I've had the same issue until I found this https://github.com/aws-samples/amazon-sagemaker-pytorch-detectron2/issues/8 It seems like you need to extend the DLC with the official torch and torchvision packages

austinmw commented 2 years ago

@salmenhsairi That is a known workaround, but really you shouldn't need to uninstall and reinstall torch.

salmenhsairi commented 2 years ago

@austinmw Unless there's another method to upgrade the dlc existing torch version which is optimized, as detectron2 requires the complete one.

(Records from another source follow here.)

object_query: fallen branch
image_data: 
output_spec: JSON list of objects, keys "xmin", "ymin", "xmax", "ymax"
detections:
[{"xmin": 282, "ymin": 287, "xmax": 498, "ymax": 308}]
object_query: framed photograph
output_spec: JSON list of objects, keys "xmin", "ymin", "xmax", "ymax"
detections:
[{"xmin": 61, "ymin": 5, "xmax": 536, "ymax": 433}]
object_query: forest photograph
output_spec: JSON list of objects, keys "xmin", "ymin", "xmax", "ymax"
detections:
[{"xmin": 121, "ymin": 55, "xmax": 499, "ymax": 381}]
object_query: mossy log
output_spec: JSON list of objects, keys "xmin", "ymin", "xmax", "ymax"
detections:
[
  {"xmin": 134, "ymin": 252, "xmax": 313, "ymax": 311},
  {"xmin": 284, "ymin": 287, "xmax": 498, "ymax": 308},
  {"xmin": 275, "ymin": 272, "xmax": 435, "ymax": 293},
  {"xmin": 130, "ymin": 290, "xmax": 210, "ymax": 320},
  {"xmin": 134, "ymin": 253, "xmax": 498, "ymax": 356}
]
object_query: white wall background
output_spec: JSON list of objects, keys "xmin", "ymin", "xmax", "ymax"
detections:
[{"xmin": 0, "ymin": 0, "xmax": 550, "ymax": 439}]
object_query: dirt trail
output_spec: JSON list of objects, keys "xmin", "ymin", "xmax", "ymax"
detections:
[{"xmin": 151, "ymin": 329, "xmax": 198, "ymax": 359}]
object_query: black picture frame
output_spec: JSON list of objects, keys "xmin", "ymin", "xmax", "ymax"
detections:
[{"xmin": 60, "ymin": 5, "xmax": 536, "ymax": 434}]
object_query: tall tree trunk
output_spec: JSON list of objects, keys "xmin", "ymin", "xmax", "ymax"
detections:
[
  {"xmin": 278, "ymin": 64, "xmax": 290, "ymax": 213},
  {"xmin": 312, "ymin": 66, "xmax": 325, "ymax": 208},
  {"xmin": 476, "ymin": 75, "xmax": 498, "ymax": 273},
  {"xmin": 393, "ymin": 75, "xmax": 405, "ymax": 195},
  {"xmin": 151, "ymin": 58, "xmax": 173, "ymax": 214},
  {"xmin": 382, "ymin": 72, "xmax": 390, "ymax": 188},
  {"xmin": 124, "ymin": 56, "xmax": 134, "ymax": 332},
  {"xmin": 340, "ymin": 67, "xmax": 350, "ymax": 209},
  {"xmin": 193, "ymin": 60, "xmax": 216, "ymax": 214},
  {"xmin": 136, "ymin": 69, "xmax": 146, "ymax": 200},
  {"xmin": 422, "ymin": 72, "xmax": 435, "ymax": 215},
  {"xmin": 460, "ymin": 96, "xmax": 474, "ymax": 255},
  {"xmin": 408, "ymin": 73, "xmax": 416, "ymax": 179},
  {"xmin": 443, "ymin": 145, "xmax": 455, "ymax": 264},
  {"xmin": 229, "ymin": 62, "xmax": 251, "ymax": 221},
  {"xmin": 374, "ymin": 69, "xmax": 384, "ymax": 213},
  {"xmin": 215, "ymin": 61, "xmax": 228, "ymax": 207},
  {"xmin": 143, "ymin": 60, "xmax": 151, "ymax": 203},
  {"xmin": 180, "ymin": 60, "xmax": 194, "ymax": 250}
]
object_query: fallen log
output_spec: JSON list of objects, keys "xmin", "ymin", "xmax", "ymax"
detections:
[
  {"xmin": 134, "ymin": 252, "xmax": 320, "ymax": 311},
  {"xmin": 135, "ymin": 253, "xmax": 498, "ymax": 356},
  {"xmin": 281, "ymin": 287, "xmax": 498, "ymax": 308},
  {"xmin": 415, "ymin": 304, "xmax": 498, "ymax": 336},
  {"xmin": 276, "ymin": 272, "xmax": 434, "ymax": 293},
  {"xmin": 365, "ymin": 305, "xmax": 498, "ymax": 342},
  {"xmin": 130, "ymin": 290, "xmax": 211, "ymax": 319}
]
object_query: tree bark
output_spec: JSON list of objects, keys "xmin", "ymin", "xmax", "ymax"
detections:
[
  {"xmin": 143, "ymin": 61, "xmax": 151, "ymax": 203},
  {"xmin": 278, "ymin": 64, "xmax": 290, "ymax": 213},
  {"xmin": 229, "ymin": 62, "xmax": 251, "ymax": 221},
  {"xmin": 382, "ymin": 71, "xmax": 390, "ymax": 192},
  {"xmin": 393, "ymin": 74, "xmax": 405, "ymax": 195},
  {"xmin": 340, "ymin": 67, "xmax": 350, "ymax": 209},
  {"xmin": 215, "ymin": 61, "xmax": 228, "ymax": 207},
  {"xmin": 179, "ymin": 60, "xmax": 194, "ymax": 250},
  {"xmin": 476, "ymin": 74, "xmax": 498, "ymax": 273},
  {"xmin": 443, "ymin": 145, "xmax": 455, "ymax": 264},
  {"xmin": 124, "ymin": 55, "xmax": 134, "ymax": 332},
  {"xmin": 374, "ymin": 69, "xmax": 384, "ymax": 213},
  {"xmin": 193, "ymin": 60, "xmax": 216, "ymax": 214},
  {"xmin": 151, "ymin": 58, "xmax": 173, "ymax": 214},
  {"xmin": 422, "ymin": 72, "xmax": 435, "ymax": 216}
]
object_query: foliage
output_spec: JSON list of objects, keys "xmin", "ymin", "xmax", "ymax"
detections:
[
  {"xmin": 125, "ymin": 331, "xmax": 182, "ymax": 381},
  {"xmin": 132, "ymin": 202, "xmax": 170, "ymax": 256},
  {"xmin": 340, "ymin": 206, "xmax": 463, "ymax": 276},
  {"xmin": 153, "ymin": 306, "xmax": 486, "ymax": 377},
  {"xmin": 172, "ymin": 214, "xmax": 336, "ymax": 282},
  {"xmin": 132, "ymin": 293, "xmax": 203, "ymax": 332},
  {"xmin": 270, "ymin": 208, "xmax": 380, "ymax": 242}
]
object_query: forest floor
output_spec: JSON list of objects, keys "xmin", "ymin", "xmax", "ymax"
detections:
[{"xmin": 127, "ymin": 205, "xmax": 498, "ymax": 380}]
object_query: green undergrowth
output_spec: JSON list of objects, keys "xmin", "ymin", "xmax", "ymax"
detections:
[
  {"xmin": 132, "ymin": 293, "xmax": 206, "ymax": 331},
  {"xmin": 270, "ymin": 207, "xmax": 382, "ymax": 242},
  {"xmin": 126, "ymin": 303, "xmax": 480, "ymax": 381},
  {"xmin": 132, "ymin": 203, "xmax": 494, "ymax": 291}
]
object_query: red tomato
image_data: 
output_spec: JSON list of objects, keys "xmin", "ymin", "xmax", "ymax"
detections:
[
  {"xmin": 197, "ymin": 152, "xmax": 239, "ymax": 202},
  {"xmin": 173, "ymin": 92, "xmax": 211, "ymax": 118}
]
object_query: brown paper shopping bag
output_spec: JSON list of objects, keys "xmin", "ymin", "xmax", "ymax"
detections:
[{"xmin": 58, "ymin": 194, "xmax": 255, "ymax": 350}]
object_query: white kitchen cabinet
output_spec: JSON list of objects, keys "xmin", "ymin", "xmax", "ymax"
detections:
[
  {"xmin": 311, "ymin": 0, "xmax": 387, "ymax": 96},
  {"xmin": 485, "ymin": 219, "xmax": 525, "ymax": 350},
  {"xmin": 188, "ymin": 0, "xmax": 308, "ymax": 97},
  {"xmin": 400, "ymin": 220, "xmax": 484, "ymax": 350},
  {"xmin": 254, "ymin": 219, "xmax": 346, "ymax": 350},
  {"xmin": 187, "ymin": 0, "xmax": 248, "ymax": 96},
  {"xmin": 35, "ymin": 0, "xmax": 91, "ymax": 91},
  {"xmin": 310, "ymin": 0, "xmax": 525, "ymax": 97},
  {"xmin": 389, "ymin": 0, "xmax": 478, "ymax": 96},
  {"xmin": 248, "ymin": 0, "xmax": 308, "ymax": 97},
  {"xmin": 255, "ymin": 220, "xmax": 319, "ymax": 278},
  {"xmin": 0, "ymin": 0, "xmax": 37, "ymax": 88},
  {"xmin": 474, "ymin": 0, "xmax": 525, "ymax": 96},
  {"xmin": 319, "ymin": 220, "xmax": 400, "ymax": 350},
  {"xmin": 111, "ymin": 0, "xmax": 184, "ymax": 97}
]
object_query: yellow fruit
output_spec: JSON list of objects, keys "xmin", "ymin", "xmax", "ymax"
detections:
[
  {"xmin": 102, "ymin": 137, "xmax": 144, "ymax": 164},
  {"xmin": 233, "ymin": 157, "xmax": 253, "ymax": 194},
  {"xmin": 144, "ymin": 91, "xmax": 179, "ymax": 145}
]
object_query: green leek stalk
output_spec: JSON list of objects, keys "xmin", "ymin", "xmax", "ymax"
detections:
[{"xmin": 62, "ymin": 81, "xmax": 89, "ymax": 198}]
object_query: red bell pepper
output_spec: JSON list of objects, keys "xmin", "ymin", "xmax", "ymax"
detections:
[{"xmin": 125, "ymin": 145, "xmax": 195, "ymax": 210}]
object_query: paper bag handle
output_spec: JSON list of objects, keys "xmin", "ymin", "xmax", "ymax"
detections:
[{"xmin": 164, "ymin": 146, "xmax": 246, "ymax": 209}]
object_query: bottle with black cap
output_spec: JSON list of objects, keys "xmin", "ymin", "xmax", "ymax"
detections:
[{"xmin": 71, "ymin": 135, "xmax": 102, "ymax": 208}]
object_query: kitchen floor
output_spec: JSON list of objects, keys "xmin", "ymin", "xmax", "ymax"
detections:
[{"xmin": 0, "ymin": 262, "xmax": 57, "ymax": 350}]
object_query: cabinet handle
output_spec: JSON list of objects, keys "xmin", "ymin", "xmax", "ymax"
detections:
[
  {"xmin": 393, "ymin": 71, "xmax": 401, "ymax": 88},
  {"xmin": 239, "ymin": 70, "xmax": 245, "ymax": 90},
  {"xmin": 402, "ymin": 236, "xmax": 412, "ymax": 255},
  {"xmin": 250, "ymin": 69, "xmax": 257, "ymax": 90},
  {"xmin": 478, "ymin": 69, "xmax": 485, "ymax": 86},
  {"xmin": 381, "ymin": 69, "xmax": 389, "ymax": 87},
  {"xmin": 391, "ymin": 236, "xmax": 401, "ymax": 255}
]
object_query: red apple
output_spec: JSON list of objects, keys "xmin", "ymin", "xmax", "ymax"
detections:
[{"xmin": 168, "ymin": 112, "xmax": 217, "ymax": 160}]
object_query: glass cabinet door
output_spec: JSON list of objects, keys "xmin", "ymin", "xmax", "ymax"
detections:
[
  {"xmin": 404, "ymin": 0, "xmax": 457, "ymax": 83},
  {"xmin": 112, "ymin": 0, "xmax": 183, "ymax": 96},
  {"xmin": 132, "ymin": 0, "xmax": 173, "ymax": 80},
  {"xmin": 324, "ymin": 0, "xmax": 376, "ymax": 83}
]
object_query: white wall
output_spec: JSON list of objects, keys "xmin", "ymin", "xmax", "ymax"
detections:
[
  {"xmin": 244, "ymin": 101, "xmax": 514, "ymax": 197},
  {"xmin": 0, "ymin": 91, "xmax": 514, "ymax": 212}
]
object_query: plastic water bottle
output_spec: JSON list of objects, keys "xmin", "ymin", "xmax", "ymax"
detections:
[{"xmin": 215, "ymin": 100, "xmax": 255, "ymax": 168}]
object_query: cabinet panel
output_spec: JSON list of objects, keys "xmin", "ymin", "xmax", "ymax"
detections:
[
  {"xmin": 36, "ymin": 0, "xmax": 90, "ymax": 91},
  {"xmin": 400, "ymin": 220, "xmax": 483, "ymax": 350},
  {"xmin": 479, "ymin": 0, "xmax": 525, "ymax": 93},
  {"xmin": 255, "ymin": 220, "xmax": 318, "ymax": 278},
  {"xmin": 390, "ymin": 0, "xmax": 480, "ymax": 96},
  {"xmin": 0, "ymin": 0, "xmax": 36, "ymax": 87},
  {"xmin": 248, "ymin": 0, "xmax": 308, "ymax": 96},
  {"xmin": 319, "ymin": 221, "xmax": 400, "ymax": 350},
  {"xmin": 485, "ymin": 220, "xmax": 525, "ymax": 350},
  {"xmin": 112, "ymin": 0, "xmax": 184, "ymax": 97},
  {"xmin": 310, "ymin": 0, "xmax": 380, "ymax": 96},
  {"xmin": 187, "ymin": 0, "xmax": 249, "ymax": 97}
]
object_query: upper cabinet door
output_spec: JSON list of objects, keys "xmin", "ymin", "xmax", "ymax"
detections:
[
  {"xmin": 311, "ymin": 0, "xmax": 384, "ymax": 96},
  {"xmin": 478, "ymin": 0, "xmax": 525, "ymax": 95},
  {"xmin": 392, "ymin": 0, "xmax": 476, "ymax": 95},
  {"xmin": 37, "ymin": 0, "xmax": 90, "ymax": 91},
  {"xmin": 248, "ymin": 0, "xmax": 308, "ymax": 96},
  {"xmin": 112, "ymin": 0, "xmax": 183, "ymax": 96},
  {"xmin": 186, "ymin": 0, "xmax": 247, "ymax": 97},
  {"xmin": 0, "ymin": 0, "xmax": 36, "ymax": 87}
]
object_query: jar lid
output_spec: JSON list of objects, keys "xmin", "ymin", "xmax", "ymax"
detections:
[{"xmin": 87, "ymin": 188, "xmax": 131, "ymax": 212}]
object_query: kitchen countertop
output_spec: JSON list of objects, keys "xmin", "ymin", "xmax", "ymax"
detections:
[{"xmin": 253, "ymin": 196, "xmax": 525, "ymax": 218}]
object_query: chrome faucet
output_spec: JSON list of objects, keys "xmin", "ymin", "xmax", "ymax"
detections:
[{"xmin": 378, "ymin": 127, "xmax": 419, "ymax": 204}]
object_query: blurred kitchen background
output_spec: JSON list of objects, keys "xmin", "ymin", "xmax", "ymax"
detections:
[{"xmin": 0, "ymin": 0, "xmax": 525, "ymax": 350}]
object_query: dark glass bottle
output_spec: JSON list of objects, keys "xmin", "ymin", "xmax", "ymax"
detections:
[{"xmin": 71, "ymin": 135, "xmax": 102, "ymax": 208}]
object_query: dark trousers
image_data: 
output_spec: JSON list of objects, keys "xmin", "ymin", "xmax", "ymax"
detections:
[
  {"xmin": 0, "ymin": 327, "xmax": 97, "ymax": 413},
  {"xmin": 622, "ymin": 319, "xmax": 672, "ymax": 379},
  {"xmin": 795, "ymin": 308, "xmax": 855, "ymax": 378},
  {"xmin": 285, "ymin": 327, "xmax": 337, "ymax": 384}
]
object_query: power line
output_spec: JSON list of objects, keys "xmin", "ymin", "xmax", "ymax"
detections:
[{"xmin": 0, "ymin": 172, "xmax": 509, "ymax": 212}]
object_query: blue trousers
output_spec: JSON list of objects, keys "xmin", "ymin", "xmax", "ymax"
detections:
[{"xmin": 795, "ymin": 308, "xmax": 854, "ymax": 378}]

austinmw commented 2 years ago

@salmenhsairi There is not currently. My point is that it would be ideal for the SageMaker version of Torch to not be modified in a way that breaks compatibility with other libraries.

d-v-dlee commented 2 years ago

I'm using the huggingface container: 763104351884.dkr.ecr.us-west-2.amazonaws.com/huggingface-pytorch-training:1.10-transformers4.17-gpu-py38-cu113-ubuntu20.04

I extended the Huggingface container with the following commands:

RUN pip3 install torch torchvision torchaudio --extra-index-url https://download.pytorch.org/whl/cu113

RUN python -m pip install detectron2 -f \
  https://dl.fbaipublicfiles.com/detectron2/wheels/cu113/torch1.10/index.html

The interesting thing is that for the Huggingface container, it says it already is up-to-date with Torch and Torchvision packages.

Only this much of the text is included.